Side B, Track 1 gets us back on track with the main theme, in this case soaring overhead, presumably in some kind of contraption and not just disembodied. B2 evokes the nightmare of the Industrial Revolution, or it might just be enduring a night of indigestion. B3 finds our hero in love, naturally all too fleeting. B4 is that always hilarious joke, “I think we should see other people.” B5 is more either eternal life or eternal nothingness, which I guess are two sides of the same coin. B6, for whatever reason, has us shopping in a sunny market, maybe with a Warren Oates character, exploiting our superior exchange rates. B7 is walking among the unburied dead, wiping away sticky cobwebs that block the path, and the horror is acute but brief. B8 is that one scene in the movie with “the man with no name” (who eventually kills everyone) where he isn’t killing anyone, but rather finding innocence and beauty in the unblemished face of a ravishing international starlet who is unfortunately underage and about to be (in the movie) brutally raped and slain. B9 is the same guy, heading off to meet his destiny, on horseback (minus the destiny). B10 is our hero (who never sailed a day in his life) piloting a sleek sailing ship, staring off over the blue horizon, thinking about dinner.

23
Aug
17

Led Zeppelin “Led Zeppelin IV”

I’ve got a new random number system for picking out records to write about, by the way, so there is no other reason for me putting this one on than that, though I still do thoroughly enjoy it—one of the more overplayed rock records of all time—every time I hear it. I don’t really need to talk about the songs or the music with this one, do I? My dream would be to meet someone who has never heard this record, then play it for them a few times while we talk about it and I take notes. But in what cave am I going to meet this person? My favorite song, no hesitation, is “Misty Mountain Hop”—one of my favorite Led Zeppelin songs—especially the, “Baby, baby, baby do you like it,” part.

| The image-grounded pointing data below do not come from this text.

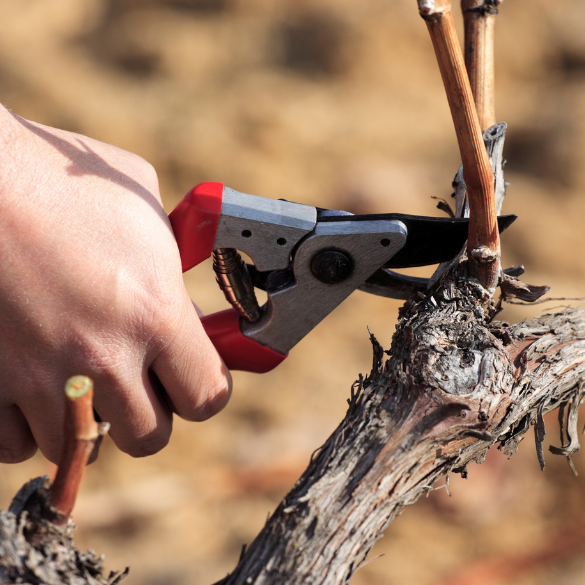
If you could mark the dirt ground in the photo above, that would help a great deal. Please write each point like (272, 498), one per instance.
(335, 103)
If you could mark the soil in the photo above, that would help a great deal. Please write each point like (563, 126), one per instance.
(337, 104)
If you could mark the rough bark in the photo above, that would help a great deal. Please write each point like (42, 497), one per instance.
(455, 384)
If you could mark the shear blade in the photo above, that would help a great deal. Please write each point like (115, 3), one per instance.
(430, 240)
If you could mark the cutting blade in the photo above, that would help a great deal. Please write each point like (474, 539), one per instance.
(430, 240)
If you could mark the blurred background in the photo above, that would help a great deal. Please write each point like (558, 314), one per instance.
(335, 103)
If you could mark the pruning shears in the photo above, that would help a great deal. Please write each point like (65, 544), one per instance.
(307, 259)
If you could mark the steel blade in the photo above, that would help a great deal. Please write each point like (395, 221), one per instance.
(431, 240)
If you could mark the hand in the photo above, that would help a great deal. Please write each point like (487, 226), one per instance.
(91, 284)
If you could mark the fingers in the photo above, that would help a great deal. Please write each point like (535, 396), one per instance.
(16, 440)
(140, 422)
(193, 374)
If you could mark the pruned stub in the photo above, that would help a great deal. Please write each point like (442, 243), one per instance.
(445, 339)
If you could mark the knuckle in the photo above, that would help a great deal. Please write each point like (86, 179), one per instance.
(149, 444)
(17, 454)
(216, 398)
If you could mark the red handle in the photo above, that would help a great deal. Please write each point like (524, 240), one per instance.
(194, 222)
(238, 351)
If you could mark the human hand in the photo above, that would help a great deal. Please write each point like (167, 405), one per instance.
(91, 284)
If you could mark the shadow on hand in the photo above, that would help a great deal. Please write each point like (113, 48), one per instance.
(95, 165)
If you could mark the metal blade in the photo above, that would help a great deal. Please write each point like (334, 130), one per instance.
(431, 240)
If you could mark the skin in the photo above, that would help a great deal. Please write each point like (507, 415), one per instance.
(91, 284)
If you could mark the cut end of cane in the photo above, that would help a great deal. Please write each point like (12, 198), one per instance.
(78, 386)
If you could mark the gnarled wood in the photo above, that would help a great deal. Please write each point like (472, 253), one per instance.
(455, 385)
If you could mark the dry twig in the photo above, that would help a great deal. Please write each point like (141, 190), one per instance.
(81, 433)
(479, 18)
(483, 245)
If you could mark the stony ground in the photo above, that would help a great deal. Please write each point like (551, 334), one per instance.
(330, 103)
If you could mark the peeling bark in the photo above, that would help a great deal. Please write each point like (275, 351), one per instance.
(455, 384)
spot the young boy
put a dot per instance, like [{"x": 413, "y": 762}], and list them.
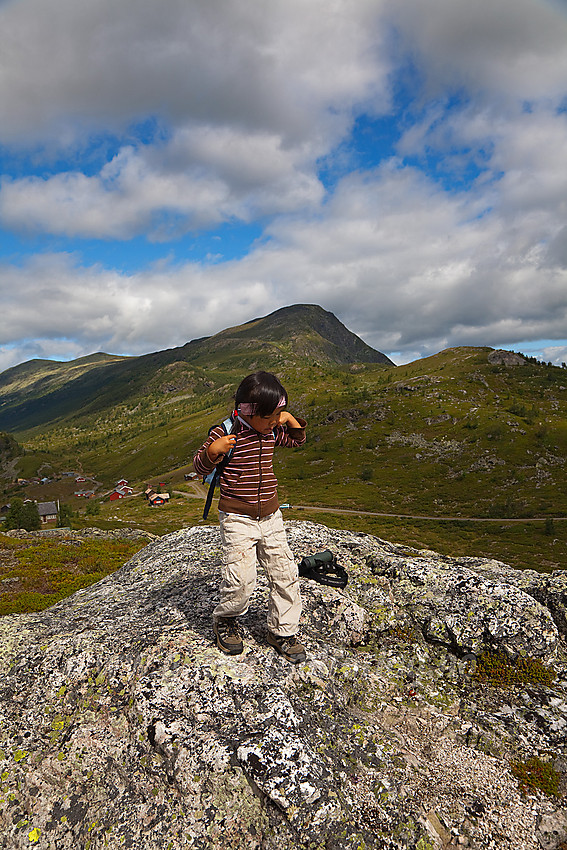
[{"x": 251, "y": 523}]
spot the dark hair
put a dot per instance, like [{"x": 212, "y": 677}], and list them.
[{"x": 262, "y": 389}]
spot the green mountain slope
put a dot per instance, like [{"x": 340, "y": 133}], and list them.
[
  {"x": 459, "y": 434},
  {"x": 41, "y": 393}
]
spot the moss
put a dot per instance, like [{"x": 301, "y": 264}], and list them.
[
  {"x": 495, "y": 668},
  {"x": 536, "y": 775}
]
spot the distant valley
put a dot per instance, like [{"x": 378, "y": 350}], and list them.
[{"x": 468, "y": 432}]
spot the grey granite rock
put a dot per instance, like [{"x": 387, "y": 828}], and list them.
[{"x": 122, "y": 726}]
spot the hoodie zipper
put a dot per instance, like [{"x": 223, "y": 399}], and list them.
[{"x": 260, "y": 475}]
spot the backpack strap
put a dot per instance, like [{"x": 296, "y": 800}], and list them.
[{"x": 230, "y": 426}]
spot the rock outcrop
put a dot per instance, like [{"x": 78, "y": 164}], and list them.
[
  {"x": 501, "y": 357},
  {"x": 123, "y": 727}
]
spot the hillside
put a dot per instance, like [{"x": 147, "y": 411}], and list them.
[
  {"x": 40, "y": 393},
  {"x": 466, "y": 433}
]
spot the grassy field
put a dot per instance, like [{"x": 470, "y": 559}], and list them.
[
  {"x": 448, "y": 436},
  {"x": 35, "y": 573}
]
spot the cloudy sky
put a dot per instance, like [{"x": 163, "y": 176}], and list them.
[{"x": 174, "y": 167}]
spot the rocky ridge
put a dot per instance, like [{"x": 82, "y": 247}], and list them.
[{"x": 122, "y": 726}]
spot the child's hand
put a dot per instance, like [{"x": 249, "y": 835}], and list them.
[
  {"x": 286, "y": 418},
  {"x": 221, "y": 446}
]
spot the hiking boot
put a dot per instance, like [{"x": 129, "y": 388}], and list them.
[
  {"x": 227, "y": 633},
  {"x": 289, "y": 647}
]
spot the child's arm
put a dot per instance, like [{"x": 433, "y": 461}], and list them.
[
  {"x": 218, "y": 448},
  {"x": 290, "y": 431},
  {"x": 212, "y": 451},
  {"x": 286, "y": 418}
]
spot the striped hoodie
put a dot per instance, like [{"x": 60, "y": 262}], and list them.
[{"x": 248, "y": 484}]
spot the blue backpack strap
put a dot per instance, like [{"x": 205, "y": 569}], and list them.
[{"x": 229, "y": 427}]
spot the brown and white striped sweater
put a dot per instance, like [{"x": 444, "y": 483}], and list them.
[{"x": 248, "y": 485}]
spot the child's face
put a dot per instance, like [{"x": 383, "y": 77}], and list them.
[{"x": 265, "y": 424}]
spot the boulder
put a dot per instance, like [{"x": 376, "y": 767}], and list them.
[{"x": 122, "y": 726}]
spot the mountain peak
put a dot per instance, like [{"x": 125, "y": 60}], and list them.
[{"x": 309, "y": 331}]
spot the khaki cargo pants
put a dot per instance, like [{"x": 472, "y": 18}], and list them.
[{"x": 246, "y": 542}]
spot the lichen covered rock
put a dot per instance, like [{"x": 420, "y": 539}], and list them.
[{"x": 123, "y": 726}]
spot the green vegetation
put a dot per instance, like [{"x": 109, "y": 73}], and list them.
[
  {"x": 22, "y": 515},
  {"x": 35, "y": 575},
  {"x": 436, "y": 442},
  {"x": 537, "y": 775},
  {"x": 494, "y": 668}
]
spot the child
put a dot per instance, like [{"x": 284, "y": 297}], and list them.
[{"x": 251, "y": 522}]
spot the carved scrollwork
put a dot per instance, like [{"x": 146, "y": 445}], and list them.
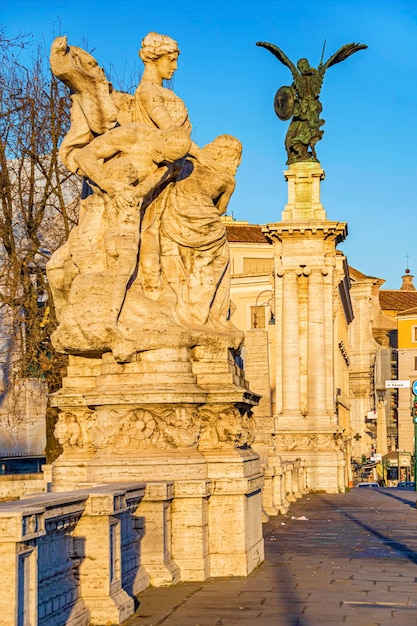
[
  {"x": 293, "y": 442},
  {"x": 223, "y": 426},
  {"x": 176, "y": 427},
  {"x": 73, "y": 429}
]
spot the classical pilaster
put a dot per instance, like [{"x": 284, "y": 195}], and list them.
[
  {"x": 290, "y": 345},
  {"x": 316, "y": 346},
  {"x": 307, "y": 269}
]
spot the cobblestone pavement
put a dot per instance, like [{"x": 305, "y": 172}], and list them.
[{"x": 352, "y": 561}]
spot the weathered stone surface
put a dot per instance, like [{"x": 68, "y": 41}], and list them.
[{"x": 142, "y": 291}]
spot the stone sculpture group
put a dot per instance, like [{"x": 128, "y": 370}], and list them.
[
  {"x": 148, "y": 264},
  {"x": 301, "y": 101}
]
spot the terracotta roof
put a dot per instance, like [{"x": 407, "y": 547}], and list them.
[
  {"x": 396, "y": 300},
  {"x": 245, "y": 233},
  {"x": 356, "y": 275},
  {"x": 412, "y": 311}
]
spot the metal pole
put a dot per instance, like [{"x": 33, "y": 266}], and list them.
[{"x": 415, "y": 456}]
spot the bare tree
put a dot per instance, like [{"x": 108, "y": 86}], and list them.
[{"x": 39, "y": 205}]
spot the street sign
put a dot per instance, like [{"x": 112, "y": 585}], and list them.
[{"x": 389, "y": 384}]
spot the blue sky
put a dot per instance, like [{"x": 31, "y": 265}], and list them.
[{"x": 369, "y": 149}]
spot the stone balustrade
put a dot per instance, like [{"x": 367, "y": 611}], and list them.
[
  {"x": 71, "y": 558},
  {"x": 80, "y": 557}
]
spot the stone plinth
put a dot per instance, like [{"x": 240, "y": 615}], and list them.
[
  {"x": 177, "y": 417},
  {"x": 304, "y": 192},
  {"x": 311, "y": 309}
]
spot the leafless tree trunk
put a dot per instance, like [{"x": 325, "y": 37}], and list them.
[{"x": 39, "y": 205}]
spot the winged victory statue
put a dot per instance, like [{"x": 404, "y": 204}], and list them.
[{"x": 301, "y": 101}]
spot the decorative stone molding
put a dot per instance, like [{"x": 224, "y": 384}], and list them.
[{"x": 295, "y": 442}]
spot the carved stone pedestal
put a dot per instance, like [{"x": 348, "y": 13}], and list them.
[{"x": 180, "y": 421}]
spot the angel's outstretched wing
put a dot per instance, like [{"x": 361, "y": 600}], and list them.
[
  {"x": 281, "y": 56},
  {"x": 342, "y": 54}
]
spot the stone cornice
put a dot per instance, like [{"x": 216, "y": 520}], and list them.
[{"x": 312, "y": 228}]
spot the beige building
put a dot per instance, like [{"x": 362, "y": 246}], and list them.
[{"x": 290, "y": 286}]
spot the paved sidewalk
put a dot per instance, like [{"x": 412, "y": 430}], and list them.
[{"x": 352, "y": 561}]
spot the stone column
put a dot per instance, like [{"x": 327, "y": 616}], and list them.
[
  {"x": 290, "y": 345},
  {"x": 316, "y": 346}
]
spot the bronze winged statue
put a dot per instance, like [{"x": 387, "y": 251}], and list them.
[{"x": 301, "y": 100}]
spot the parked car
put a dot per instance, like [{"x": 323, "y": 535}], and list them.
[
  {"x": 369, "y": 485},
  {"x": 407, "y": 484}
]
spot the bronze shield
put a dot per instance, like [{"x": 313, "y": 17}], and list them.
[{"x": 284, "y": 103}]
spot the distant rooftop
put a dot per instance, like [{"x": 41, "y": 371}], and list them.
[{"x": 240, "y": 231}]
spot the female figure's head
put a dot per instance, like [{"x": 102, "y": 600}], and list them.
[{"x": 159, "y": 53}]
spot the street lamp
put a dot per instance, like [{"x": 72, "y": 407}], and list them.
[
  {"x": 271, "y": 321},
  {"x": 381, "y": 424}
]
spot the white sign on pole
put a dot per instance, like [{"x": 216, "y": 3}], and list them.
[{"x": 396, "y": 384}]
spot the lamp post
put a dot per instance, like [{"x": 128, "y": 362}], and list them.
[
  {"x": 381, "y": 424},
  {"x": 257, "y": 307}
]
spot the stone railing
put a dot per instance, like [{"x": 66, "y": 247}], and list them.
[
  {"x": 285, "y": 481},
  {"x": 15, "y": 486},
  {"x": 79, "y": 558},
  {"x": 72, "y": 558}
]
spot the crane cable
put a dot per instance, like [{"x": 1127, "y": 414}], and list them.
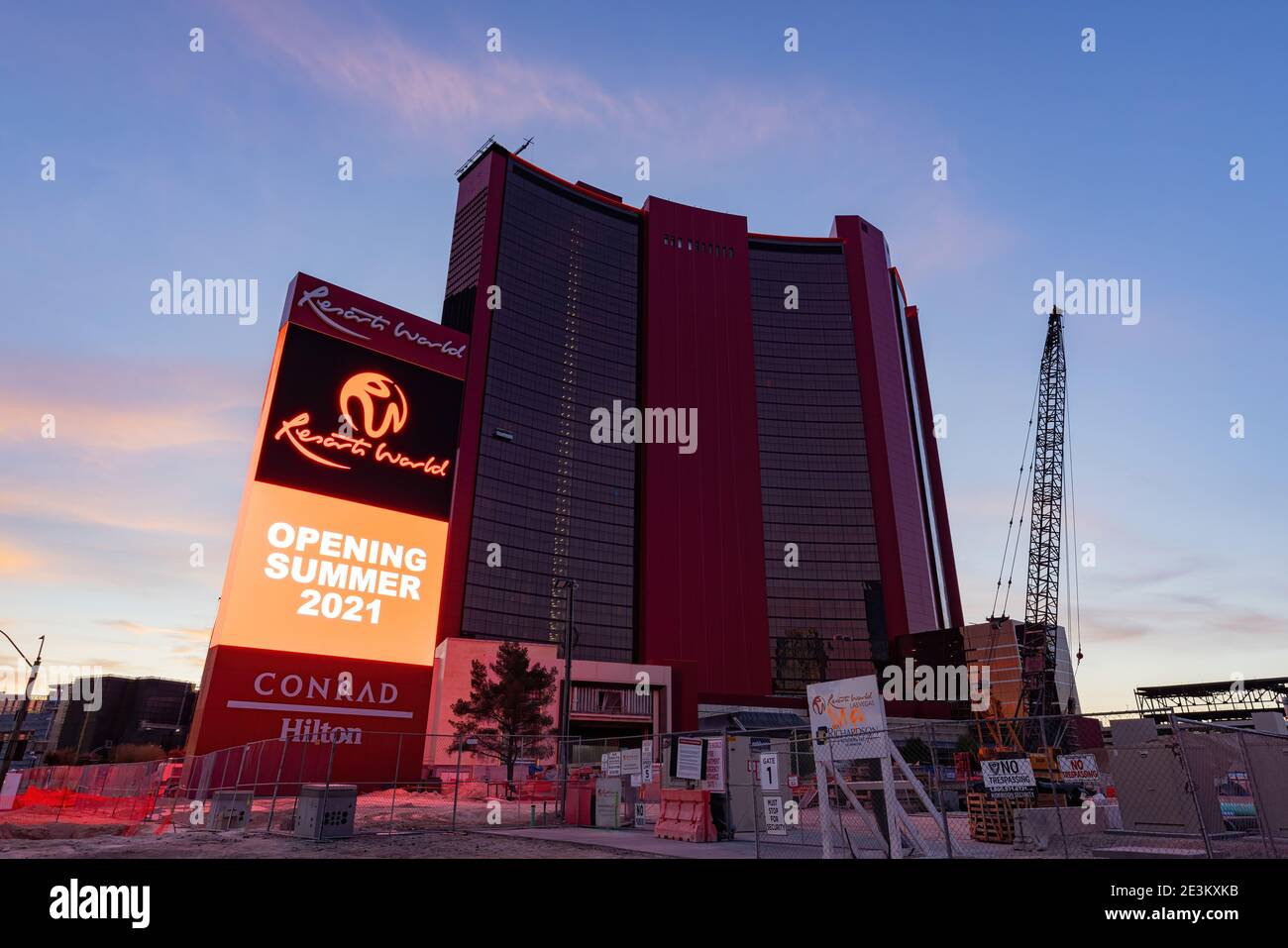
[
  {"x": 1074, "y": 590},
  {"x": 1010, "y": 526}
]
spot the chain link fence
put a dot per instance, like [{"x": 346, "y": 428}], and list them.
[{"x": 1180, "y": 789}]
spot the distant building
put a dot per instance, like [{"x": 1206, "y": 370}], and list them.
[
  {"x": 44, "y": 716},
  {"x": 130, "y": 711},
  {"x": 1228, "y": 702}
]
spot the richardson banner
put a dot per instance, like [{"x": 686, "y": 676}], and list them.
[{"x": 329, "y": 612}]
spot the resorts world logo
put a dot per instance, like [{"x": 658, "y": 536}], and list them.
[
  {"x": 346, "y": 318},
  {"x": 380, "y": 407}
]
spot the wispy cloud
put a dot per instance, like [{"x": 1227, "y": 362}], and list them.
[{"x": 373, "y": 65}]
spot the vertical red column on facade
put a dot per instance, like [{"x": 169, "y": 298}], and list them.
[
  {"x": 488, "y": 174},
  {"x": 702, "y": 576},
  {"x": 896, "y": 484},
  {"x": 936, "y": 479}
]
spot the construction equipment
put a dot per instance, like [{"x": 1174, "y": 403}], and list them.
[{"x": 1034, "y": 724}]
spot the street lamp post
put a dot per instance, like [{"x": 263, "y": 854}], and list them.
[
  {"x": 570, "y": 636},
  {"x": 21, "y": 715}
]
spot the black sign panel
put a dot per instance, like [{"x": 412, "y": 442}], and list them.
[{"x": 355, "y": 424}]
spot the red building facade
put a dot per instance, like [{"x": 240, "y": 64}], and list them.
[{"x": 806, "y": 530}]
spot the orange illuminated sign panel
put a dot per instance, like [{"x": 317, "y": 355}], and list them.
[
  {"x": 329, "y": 576},
  {"x": 336, "y": 566}
]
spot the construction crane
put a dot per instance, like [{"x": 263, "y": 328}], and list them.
[
  {"x": 1038, "y": 636},
  {"x": 1042, "y": 591}
]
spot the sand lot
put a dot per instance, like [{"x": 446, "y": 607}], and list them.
[{"x": 194, "y": 844}]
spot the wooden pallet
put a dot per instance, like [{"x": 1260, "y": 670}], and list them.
[{"x": 992, "y": 820}]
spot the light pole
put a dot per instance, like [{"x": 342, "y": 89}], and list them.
[
  {"x": 570, "y": 638},
  {"x": 21, "y": 715}
]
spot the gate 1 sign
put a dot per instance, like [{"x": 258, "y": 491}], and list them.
[{"x": 330, "y": 604}]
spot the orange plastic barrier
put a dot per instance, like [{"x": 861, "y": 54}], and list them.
[{"x": 686, "y": 815}]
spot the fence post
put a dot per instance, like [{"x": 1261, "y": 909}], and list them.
[
  {"x": 326, "y": 792},
  {"x": 1267, "y": 840},
  {"x": 939, "y": 792},
  {"x": 277, "y": 784},
  {"x": 1059, "y": 796},
  {"x": 394, "y": 794},
  {"x": 1189, "y": 781},
  {"x": 456, "y": 784}
]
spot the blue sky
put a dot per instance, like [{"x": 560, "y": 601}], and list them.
[{"x": 223, "y": 163}]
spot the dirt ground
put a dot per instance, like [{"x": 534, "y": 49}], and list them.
[{"x": 194, "y": 844}]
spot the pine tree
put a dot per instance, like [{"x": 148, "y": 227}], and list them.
[{"x": 506, "y": 716}]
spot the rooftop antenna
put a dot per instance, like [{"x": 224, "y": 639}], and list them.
[{"x": 476, "y": 156}]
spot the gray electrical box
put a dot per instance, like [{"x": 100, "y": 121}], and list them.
[
  {"x": 230, "y": 809},
  {"x": 325, "y": 811}
]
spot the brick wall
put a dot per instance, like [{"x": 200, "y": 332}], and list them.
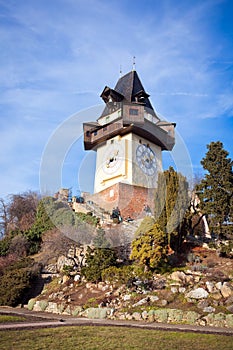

One of the funniest things is the disagreement over the title of this 1971 LP, the band’s fourth. I’m calling it, here, Led Zeppelin IV, as that, I think, is the most common way to refer to it, and what Wikipedia calls it. Discogs, however, insists that is has no title, which I guess is technically correct, but to call something “Untitled” strikes me as asinine, and that goes for anyone who has an artwork or something without a title, because then “Untitled” becomes the title and it’s no longer untitled. So please, people, title your shit. It just occurred to me, that since I’m writing about this now, in 2017, I may as well assign it a new title, and maybe it will catch on. I’ll think about this as I proceed.

I’m sure the album cover is considered some kind of a classic album cover, but I never liked it (except for there being no words on it), but when you open it up and look at the entire composition—the bleak landscape on the left, and crumbling wall with the painting hung on it in the foreground—it’s really pretty great. So I guess in that sense, I like it, which is more than I can say for the stupid stoner drawing on the inside, with a wizard standing on a rocky cliff looking down on a town (or maybe on a small, ragged figure of indeterminate gender, in the foreground). So little have I ever cared for this drawing, I feel like this is the first time I’m really looking at it. How many bags of weed have been consumed while the intricate, unrealistic rocks have been examined for hidden images and meanings? However, I just noticed, for the first time, that little white goat, grazing on an elevated plateau. I’m pretty certain the answer to the mystery lies there.

Okay, I’ve got it. Since this might be the most “Speenish”—(i.e., my last name, as an adjective, meaning the distillation of the R. Speen essence (sometimes, though not to be, confused with patchouli and burning sage))—of all popular rock ‘n’ roll records, I’m going to officially, as of this date forward, name this record: Led Zeppelin Speen.